Chris Dhanraj, Head of the iShares Investment Strategy team, BlackRock.

Tired of winter? Never fear: Once again, spring is near. For all of us, it is a time of growth, renewal, and restoration. For investors, it is also time to take stock of whether they are on course, or to identify potential storms that may lie ahead.

Although markets in 2019 have enjoyed a healthy start to the year, concerns over slowing growth, economic and earnings outlooks, and US-China and European political risks are ever-present. Investors should begin to consider defensive exposures.

Our take on the five major themes for this quarter:

  1. In US equities consider the healthy healthcare sector.

In an environment of slowing growth and less certain earnings outlooks, the resilient earnings growth of healthcare stocks is appealing. Plus, valuations broadly look reasonable compared to historical levels. Tactical investors may consider getting more granular by focusing on exposure to the medical devices industry.

Source: BlackRock.

Source: BlackRock.

  1. As leaders decide what’s next for Brexit, stay underweight UK and European stocks.

With Theresa May’s Brexit plan resoundingly defeated, she must now renegotiate a deal.

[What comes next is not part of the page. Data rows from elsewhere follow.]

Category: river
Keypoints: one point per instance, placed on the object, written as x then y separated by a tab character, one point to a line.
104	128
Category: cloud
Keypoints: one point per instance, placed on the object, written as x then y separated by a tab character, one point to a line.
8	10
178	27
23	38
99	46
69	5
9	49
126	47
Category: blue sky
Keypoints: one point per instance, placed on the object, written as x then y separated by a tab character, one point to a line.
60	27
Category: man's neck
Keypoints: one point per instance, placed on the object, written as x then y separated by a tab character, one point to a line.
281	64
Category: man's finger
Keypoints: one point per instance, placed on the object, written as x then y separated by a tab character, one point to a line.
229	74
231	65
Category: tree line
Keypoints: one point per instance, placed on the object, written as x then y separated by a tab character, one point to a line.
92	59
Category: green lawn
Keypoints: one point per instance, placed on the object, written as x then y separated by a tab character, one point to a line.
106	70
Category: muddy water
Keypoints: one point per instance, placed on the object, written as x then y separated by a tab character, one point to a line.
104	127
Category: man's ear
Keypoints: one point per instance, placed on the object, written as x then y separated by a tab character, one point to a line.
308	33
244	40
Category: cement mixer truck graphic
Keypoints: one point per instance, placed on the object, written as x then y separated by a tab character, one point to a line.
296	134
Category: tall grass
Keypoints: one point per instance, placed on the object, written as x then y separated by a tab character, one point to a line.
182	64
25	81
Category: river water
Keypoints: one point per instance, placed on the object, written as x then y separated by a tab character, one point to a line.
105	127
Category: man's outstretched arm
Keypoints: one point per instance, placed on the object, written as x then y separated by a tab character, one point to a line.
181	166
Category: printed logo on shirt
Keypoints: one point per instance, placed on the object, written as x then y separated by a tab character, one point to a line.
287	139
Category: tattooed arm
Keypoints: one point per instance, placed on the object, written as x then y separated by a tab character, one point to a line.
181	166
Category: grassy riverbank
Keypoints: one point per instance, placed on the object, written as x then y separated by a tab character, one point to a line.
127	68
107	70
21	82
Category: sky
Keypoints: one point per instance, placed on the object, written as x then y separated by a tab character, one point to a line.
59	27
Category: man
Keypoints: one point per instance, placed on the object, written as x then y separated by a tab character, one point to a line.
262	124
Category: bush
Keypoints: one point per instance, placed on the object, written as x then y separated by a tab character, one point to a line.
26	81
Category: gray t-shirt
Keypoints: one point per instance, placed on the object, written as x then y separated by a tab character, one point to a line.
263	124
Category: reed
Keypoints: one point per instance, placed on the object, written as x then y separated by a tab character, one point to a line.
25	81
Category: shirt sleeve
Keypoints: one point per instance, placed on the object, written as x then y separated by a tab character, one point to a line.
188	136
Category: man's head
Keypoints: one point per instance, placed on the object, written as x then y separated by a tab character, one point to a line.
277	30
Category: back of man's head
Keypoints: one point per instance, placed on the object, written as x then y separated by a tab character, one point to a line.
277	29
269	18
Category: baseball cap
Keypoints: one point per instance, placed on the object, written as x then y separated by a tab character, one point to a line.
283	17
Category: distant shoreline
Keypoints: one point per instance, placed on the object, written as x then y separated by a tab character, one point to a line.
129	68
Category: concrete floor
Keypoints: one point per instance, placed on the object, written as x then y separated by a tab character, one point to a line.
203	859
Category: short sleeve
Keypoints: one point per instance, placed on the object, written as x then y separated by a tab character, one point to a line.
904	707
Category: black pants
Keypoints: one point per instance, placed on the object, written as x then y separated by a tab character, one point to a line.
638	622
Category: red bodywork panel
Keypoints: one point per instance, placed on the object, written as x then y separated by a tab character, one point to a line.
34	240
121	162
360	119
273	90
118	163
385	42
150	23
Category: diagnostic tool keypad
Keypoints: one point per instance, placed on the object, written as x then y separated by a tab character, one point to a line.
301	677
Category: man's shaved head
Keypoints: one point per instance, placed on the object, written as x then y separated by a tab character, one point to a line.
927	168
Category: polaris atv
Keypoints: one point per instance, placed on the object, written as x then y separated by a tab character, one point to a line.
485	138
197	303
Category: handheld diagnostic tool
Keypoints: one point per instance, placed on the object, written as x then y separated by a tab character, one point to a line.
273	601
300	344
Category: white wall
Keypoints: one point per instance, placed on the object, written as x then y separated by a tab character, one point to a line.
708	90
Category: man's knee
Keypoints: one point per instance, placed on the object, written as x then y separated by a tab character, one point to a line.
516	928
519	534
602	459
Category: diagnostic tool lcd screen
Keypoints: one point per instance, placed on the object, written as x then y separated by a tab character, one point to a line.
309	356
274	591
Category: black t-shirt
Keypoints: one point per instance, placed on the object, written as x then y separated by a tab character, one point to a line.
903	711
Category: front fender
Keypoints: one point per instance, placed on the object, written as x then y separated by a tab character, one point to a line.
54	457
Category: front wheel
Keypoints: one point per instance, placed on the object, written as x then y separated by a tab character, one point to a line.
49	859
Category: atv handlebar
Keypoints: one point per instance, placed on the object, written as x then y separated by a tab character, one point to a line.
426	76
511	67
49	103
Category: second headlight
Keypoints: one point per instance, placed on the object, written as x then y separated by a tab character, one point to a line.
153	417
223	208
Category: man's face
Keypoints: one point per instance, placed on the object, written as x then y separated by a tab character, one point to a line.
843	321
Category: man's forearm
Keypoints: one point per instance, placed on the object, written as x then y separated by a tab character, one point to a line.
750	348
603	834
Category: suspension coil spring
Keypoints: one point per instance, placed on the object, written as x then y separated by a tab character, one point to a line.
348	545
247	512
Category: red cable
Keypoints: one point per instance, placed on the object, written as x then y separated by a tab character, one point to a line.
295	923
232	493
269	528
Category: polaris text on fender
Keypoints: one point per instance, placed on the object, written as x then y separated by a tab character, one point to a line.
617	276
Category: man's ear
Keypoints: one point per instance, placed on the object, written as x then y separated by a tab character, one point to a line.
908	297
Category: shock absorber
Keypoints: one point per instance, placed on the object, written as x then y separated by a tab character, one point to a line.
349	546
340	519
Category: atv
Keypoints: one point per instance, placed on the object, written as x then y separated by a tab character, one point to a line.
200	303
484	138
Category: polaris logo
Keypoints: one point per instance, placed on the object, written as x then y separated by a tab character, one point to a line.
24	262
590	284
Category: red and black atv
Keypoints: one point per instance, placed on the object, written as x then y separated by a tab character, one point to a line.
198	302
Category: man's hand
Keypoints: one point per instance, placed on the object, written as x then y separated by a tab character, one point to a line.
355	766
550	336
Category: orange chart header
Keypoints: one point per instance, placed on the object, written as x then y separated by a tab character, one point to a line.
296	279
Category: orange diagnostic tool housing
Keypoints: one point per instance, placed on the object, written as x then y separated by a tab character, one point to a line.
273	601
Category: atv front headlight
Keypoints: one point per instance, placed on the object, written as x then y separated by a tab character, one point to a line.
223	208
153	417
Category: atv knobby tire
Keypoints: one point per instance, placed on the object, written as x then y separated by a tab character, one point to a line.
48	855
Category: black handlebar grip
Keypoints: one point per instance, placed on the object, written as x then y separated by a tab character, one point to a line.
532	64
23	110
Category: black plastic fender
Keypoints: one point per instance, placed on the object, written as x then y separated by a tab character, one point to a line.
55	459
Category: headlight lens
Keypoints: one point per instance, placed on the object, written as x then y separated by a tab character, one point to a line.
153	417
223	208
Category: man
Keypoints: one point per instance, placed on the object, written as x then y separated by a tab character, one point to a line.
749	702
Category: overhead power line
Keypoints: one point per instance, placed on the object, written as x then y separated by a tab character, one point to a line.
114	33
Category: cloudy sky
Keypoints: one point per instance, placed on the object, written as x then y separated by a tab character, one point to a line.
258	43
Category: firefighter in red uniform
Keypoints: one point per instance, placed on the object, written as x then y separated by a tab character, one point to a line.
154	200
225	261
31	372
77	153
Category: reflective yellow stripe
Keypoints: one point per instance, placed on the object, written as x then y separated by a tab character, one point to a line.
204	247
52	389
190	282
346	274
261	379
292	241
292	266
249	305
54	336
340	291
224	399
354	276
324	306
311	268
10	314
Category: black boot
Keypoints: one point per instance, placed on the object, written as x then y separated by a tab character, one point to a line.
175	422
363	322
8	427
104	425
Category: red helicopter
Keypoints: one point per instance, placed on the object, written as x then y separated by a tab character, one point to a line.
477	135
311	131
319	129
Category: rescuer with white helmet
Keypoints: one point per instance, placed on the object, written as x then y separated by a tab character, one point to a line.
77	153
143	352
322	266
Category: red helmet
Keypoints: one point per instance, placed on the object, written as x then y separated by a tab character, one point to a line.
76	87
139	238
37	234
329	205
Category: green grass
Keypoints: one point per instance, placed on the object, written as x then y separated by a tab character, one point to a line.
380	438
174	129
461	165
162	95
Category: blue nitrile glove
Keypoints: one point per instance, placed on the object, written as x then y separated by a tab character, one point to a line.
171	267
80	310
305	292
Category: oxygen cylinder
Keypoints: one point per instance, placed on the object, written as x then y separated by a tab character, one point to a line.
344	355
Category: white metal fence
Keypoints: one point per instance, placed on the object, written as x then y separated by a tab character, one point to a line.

We believe the United Kingdom is likely to avoid a hard exit with an extension of the March 29 deadline to exit and gain time to draft a passable proposal. But lingering uncertainty is likely to keep UK assets under pressure while a deeper slowdown in European and global growth only accentuates the challenges. We remain underweight UK and European equities.

  1. Despite a bad 2018, China is looking ahead.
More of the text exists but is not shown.